Seriously. Is it Friday yet?

Teeny disclaimer: This is from last Friday. I started writing it and then had to stop for some reason that I can't recall. I'm not as irritated as I was then, but the info is still somewhat relevant, so I'm posting it. Let the rant begin.

Today is finally Friday, right? RIGHT?!

You know what keeps coming to mind and making me chuckle every time? Brace yourself: it's not comedian funny, more like "WHA?" funny.

We got this letter in the mail a month or so ago. In it, it tells us how we are now responsible for paying for things that the Regional Center* used to take care of in full. Granted, it's a portion. A percentage. And I still am not completely sure why they do the things they do do, yet lack so much in areas that truly matter like frackin' therapy.

[*CA is broken into 21 regions that each provide services to people with developmental disabilities, some better than others.]

Ahem.

So, you know, I believe in the whole "Don't look a gift horse in the mouth" thing. I've accepted the benefits of things like respite and been happier for it. I mean, do I leave any doubt that I love Ms. J? I've even given California full credit for being good at things which they are good since I am so free to bash the things at which they suck. It's only fair, right?

Ok, so back to the letter. We read it. It said that come time for Playette's next IFSP, we'll be asked for our most recent tax info so that they could assess how much our contribution would be. Well, ok. I guess. I mean, if they gave us what we needed, I wouldn't be so protective of these wants I like so much, but ok. If Playette didn't have an extra chromosome, we wouldn't get anything. Mind you, I'd be 100% ok with that. Plus, I didn't have a differently-abled child for the "bennies." Trust me.

Apparently, this is what they do already with families of older children, but it's a new initiative for those of us with infants (0-3 years of age).

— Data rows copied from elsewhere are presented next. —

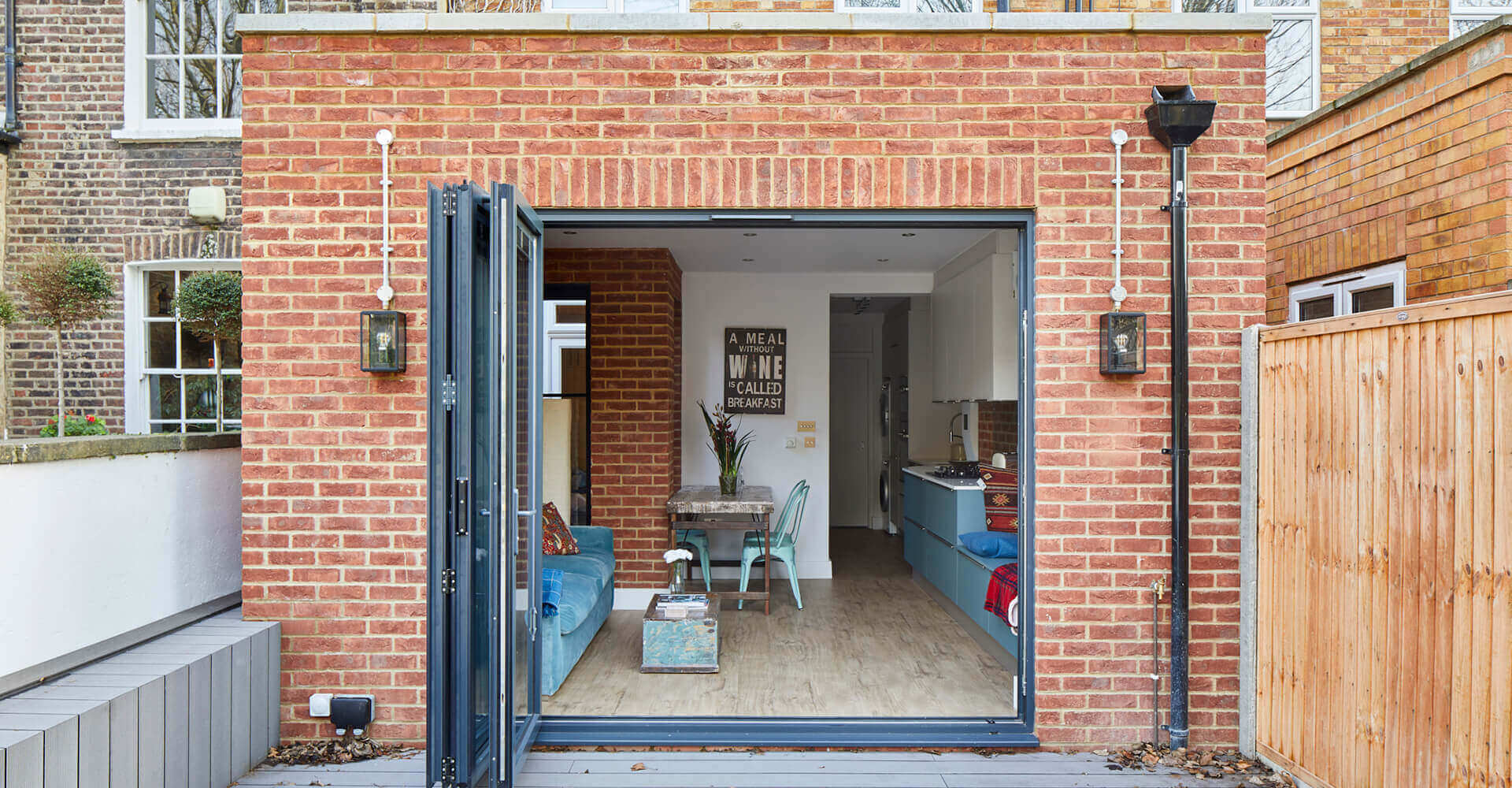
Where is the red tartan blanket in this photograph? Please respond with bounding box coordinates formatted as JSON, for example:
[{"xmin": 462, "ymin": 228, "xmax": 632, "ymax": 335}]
[{"xmin": 981, "ymin": 561, "xmax": 1019, "ymax": 626}]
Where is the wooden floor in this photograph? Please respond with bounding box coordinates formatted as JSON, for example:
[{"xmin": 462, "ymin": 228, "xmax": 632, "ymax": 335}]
[
  {"xmin": 541, "ymin": 528, "xmax": 1016, "ymax": 717},
  {"xmin": 237, "ymin": 750, "xmax": 1243, "ymax": 788}
]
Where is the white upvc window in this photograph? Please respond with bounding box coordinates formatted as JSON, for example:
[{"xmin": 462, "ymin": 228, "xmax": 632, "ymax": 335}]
[
  {"xmin": 124, "ymin": 258, "xmax": 242, "ymax": 433},
  {"xmin": 113, "ymin": 0, "xmax": 284, "ymax": 141},
  {"xmin": 1448, "ymin": 0, "xmax": 1512, "ymax": 38},
  {"xmin": 1287, "ymin": 260, "xmax": 1408, "ymax": 322},
  {"xmin": 835, "ymin": 0, "xmax": 981, "ymax": 13},
  {"xmin": 1172, "ymin": 0, "xmax": 1321, "ymax": 120},
  {"xmin": 541, "ymin": 0, "xmax": 688, "ymax": 13}
]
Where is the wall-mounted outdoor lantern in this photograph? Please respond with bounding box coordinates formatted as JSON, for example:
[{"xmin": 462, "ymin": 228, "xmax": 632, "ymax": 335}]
[
  {"xmin": 361, "ymin": 309, "xmax": 404, "ymax": 372},
  {"xmin": 1099, "ymin": 311, "xmax": 1144, "ymax": 375}
]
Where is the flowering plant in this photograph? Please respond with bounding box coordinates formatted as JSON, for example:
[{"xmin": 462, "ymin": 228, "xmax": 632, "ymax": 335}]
[
  {"xmin": 699, "ymin": 400, "xmax": 751, "ymax": 495},
  {"xmin": 43, "ymin": 413, "xmax": 109, "ymax": 437}
]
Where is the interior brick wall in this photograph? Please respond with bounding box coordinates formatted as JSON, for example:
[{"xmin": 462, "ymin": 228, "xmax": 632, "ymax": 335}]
[
  {"xmin": 1266, "ymin": 30, "xmax": 1512, "ymax": 322},
  {"xmin": 0, "ymin": 0, "xmax": 242, "ymax": 437},
  {"xmin": 243, "ymin": 30, "xmax": 1266, "ymax": 749},
  {"xmin": 546, "ymin": 248, "xmax": 682, "ymax": 587}
]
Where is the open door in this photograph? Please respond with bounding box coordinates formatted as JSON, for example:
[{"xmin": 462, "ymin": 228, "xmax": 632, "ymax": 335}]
[{"xmin": 426, "ymin": 183, "xmax": 541, "ymax": 788}]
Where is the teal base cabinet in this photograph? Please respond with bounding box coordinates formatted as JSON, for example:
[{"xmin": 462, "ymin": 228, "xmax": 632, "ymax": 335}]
[{"xmin": 902, "ymin": 474, "xmax": 1019, "ymax": 658}]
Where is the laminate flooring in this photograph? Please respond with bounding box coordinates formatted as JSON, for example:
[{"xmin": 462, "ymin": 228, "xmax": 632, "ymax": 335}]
[{"xmin": 541, "ymin": 528, "xmax": 1017, "ymax": 719}]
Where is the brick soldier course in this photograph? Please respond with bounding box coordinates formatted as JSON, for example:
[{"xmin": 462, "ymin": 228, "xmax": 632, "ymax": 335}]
[{"xmin": 243, "ymin": 15, "xmax": 1266, "ymax": 747}]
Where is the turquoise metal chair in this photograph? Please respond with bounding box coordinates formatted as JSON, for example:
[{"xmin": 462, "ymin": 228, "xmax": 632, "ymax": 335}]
[
  {"xmin": 736, "ymin": 479, "xmax": 809, "ymax": 610},
  {"xmin": 677, "ymin": 528, "xmax": 709, "ymax": 591}
]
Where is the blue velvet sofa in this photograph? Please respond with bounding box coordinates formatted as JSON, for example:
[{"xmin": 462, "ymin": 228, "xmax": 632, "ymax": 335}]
[{"xmin": 541, "ymin": 525, "xmax": 614, "ymax": 694}]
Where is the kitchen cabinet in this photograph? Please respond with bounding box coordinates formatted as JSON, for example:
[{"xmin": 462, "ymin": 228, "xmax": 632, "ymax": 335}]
[{"xmin": 930, "ymin": 230, "xmax": 1019, "ymax": 403}]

I put it aside and thought nothing else of it.

Until.

I got this weird paper in the mail. It was pink so I knew it was important. It meant that we were receiving some type of service. I look at it and it says "$2100"...$2100 for what?!

Well, apparently, the Regional Center is paying the school district $1050 per month (the paper was for 2 months?) to provide Playette with the federally mandated therapies she needs. Seriously? Again. Some more. Seriously? Trust me when I say that it's horrible. I dread those days that we meet with the Infant Program. I spend most of the time explaining what Playette can do (last time: "Really?! She's crawling? Since when?") and then telling the therapists what I've learned from the internet and other parents.

It's annoying to say the least. Where's the help in that?

You may wonder why we continue. Unfortunately, denying services just isn't an option we're comfortable with long term, so...

So I call the Service Coordinator (which I rarely ever do because it's always painful and never gets me anywhere) about the pink paper and confirm the reason for it since I had never seen one in the entire last year we've been in the program, then decide to ask about the whole "pay a portion" thing. Like, "What does that mean anyway?" You know, just in case we understood it wrong.

We didn't.

And then she proceeds to tell me that we don't have to wait until the next IFSP to start.

OMG, I'm still laughing.

Yeah, we'll get right on that.




2 comments:

sheree said...

omg, WHAT?!

I'm PO'd for you...I am wondering if I will receive a pink paper in the near future...

Michelle said...

Huh? I thought ECI was free? How confusing!

We did have a discussion once with our ECI center where they were asking parents if they could pay a small fee every month to help offset the cost...I think it was only $10 though, and it was totally voluntary and nothing would happen if you didn't do it.